The Lessons of the Argentine Crisis
Learning from Argentina • The U.S. should deepen ties to Southeast Asia
Before Argentina’s debt crisis is resolved—and prospects have been looking better lately—it’s worth pausing to ask why the stalemate has gone on for more than a decade.
Increasingly frustrated by the South American nation’s refusal to heed court rulings, a U.S. federal judge told Argentina not to pay creditors who’d agreed to settle unless it also paid the holdouts. There was just one problem with this severe approach: The court couldn’t actually compel Argentina to pay. In addition, the decision imposed heavy costs on third parties, punished bondholders who wanted to settle, and created the potential for cascading suits lodged by “holdouts within holdouts” seeking better terms.
Unlike its predecessor, Argentina’s new government is willing to make a deal that’s reasonable. However, the flaws in the system are apparent. When a company is unable to pay its debts, a bankruptcy procedure forces its creditors to cooperate in saving what can be saved and coming to a mutually beneficial outcome. No such procedure is available when the debtor is a government.
Nobody disputes that this gap needs to be filled, but there’s an argument over how to do it. Two approaches are possible. One relies on changing the design of contracts so holdout creditors can be forced to settle more easily. The other is to create an international procedure akin to a corporate bankruptcy court.

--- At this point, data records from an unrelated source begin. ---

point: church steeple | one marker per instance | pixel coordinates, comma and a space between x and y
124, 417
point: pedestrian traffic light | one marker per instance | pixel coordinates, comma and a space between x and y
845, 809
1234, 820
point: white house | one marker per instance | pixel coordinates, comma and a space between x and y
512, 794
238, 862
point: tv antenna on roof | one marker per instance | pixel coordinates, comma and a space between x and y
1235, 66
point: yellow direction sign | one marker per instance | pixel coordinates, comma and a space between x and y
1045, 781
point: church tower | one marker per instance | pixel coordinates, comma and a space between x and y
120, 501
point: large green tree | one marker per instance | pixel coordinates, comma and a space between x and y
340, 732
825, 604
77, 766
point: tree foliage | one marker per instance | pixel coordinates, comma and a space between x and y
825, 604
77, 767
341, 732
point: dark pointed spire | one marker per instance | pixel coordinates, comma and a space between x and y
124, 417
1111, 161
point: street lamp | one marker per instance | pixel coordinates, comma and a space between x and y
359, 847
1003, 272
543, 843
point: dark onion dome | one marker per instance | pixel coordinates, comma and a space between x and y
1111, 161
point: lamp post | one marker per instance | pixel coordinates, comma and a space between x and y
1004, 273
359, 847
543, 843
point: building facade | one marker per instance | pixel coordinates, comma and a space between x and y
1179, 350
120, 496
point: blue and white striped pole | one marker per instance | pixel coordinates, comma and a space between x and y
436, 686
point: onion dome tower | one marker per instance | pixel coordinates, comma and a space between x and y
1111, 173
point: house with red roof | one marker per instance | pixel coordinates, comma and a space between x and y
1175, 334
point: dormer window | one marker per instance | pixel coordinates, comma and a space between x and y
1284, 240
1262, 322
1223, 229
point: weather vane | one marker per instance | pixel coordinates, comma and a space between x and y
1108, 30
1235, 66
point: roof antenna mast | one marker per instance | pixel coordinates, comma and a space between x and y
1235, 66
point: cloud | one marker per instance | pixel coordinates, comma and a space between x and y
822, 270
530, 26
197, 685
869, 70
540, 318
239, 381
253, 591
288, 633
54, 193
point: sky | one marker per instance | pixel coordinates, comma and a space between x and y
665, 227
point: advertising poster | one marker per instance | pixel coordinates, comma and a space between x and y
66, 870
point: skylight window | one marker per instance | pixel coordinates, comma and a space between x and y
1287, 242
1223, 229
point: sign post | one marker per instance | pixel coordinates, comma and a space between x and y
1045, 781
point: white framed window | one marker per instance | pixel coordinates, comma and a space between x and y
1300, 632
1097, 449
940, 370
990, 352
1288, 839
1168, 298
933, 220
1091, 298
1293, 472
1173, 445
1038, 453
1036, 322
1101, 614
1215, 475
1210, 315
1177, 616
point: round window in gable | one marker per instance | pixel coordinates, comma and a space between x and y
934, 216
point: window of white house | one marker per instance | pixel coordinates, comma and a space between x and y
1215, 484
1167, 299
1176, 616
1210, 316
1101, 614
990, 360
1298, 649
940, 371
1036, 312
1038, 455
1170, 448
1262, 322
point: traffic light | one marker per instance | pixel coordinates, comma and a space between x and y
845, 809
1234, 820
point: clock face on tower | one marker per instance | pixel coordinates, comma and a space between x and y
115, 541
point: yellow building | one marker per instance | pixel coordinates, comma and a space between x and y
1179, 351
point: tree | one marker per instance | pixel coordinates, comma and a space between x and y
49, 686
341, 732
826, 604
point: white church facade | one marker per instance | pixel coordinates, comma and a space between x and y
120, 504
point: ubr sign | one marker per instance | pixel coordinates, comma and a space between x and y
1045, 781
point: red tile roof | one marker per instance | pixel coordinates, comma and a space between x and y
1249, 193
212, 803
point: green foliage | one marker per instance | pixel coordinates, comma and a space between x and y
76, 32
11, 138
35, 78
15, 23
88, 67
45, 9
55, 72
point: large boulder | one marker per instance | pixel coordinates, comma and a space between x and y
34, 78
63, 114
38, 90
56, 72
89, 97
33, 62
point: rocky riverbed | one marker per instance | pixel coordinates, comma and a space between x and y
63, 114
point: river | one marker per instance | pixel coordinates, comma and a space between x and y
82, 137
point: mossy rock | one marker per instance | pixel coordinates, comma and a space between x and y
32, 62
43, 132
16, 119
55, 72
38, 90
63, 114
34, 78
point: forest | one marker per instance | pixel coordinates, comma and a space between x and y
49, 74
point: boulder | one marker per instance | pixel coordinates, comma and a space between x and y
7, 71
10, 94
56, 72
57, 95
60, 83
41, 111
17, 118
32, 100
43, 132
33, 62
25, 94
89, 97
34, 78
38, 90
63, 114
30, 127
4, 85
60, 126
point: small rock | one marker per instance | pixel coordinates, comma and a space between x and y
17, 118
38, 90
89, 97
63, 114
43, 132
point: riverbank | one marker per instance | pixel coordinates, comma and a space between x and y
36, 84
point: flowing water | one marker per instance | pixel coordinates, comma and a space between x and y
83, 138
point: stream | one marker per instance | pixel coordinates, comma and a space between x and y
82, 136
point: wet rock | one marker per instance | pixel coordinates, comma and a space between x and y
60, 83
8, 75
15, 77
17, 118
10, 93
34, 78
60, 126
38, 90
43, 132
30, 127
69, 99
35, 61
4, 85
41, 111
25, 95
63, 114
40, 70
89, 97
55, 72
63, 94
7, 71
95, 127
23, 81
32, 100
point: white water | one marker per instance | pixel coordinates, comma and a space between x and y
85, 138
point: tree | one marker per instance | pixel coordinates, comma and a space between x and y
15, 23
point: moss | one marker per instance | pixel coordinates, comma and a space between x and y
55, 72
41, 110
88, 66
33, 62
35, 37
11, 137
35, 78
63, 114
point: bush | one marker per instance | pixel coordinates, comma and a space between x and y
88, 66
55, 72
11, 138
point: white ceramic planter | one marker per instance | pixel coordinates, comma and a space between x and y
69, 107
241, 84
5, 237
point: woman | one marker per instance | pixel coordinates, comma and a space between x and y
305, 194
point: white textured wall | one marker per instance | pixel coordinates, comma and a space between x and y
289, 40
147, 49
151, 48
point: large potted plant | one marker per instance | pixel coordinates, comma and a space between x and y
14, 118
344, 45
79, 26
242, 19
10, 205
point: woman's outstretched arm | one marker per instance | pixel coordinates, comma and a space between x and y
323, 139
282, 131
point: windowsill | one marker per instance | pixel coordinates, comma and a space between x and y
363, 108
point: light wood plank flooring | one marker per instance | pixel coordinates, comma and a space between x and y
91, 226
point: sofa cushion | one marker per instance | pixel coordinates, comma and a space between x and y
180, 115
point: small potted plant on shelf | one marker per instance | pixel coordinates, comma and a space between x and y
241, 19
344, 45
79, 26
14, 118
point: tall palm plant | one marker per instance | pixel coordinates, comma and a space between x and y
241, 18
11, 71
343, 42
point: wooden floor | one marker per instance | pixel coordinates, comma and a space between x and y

Reworked contract language can encourage settlement by majority or supermajority vote, if the need arises. These kinds of provisions—which will almost certainly be included in the bonds Argentina eventually issues—have become the norm for emerging-market sovereign borrowers. This sort of contract helps, but it might not be enough.
Collective-action clauses haven’t always worked like they’re supposed to. They failed to make the Greek debt crisis go smoothly, for instance. As that case shows, sovereign-debt restructuring is almost inevitably a disorderly process. What
seemed straightforward when the contracts were drafted suddenly looks complicated—and a damaging fight between those who want to settle and those who don’t may follow.
Smarter contracts are good, but governments should also cooperate in creating an international bankruptcy-like procedure, ideally overseen by the International Monetary Fund. The two together wouldn’t be a panacea, but the pairing would further promote cooperation instead of mutually destructive confrontation.
This idea i sn’t pie-in-the- sky. An official plan for a sovereign-debt restructuring mechanism was drawn up almost 15 years ago and attracted some support, though not enough for the idea to go forward. It should be revived, preferably before the next big sovereign-debt crisis and not after.